2. Description of the Prior Art
An imaging using a magnetic resonance tomography system essentially takes place in three steps. First, a strong, stable, homogenous magnetic field, and thus a stable orientation of the protons in the relevant body region, is produced around the body region. This stable orientation is then modified by electromagnetically supplying radio-frequency energy. Third, this energetic stimulation is then terminated and the nuclear resonance signals resulting in the body are measured (detected) using suitable receive coils, in order to permit conclusions to be drawn concerning the tissue in this bodily region. For this purpose, a magnetic resonance tomography system has a large number of components that work together, each of which requires the use of modern, expensive technologies. A central element of a magnetic resonance tomography system, to which the present invention also relates, is the radio-frequency transmitter device, which is responsible for the generation of the radio-frequency pulses that are to be radiated into a body region. The radio-frequency pulses emitted by a radio-frequency power amplifier of the radio-frequency transmitter device are conducted to a transmitter antenna system that radiates the radio-frequency pulses into a bodily region.

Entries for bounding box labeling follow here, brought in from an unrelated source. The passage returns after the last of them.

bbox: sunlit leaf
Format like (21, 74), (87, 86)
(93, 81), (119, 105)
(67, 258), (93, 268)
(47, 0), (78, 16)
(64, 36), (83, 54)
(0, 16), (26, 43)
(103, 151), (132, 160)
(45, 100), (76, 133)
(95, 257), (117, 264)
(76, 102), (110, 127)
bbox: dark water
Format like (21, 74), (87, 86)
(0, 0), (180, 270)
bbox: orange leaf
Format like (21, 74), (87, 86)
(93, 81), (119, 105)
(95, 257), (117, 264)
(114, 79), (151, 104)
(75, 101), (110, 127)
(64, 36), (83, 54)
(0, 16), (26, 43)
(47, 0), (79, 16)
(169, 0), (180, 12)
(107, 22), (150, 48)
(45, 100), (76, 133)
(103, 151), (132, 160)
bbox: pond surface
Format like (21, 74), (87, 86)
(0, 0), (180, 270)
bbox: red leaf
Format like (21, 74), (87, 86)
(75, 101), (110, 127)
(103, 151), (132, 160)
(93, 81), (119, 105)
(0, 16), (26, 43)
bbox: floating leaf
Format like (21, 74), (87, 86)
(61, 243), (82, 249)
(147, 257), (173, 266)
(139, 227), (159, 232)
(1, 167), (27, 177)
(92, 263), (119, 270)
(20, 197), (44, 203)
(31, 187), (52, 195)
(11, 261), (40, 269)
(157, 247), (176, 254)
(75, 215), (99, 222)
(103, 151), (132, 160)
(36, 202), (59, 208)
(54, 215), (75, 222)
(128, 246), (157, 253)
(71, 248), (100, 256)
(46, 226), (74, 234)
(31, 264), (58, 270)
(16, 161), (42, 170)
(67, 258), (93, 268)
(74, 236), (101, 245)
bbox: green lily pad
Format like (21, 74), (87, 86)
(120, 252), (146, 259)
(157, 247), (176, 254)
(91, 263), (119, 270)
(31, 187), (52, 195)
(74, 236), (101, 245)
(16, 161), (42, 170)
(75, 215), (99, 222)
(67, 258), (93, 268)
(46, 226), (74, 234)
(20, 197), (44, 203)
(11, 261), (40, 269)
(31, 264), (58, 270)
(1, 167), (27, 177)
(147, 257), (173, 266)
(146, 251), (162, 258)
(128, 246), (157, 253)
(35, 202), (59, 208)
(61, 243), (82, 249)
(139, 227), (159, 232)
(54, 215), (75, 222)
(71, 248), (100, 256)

In the development and establishment of magnetic resonance tomography systems, in order to ensure patient safety boundary values have been standardized that regulate the maximum radio-frequency radiation into a human body. A typical boundary value is the maximum permissible SAR (Specific Absorption Rate) value. For example, for the valve known as the whole-body SAR it is required that the power absorbed by the patient in a time window averaged over 6 minutes must not exceed a value of 4 W/kg. Measurement devices that can be used to measure the radio-frequency power are provided in the magnetic resonance systems. It is standard for this purpose to use directional couplers in the leads to the antenna system. Because these directional couplers are able to measure only the total power, they always also acquire the power that is converted into lost heat in the apparatus itself, for example in the cables or in the transmitter antenna systems. In order to enable maximum exploitation of the permissible boundary values, and thus to improve the imaging overall and/or to shorten the measurement time, it would be desirable to be able to determine the portion of the transmit power remaining in the transmit antenna system, or to eliminate it from the measurement result. This makes sense in particular if the load on the transmitter antenna system due to the patient is only slight, which is the case, for example, in examinations of the head alone.
For magnetic resonance systems having simple, linearly or circularly polarized antennas, suitable methods are known for determining the antenna losses. However, these methods cannot be transferred directly to transmitter antenna systems having a number of independent transmitter channels, for example to transmitter antenna systems that have a birdcage antenna, in which the individual antenna rods are separately controllable for the production of arbitrary field distributions. In such transmitter antenna systems, in contrast to purely linearly or circularly polarized antennas, the current distribution changes according to the selected controlling, so that as a consequence the losses remaining in the transmitter antenna system can also vary strongly.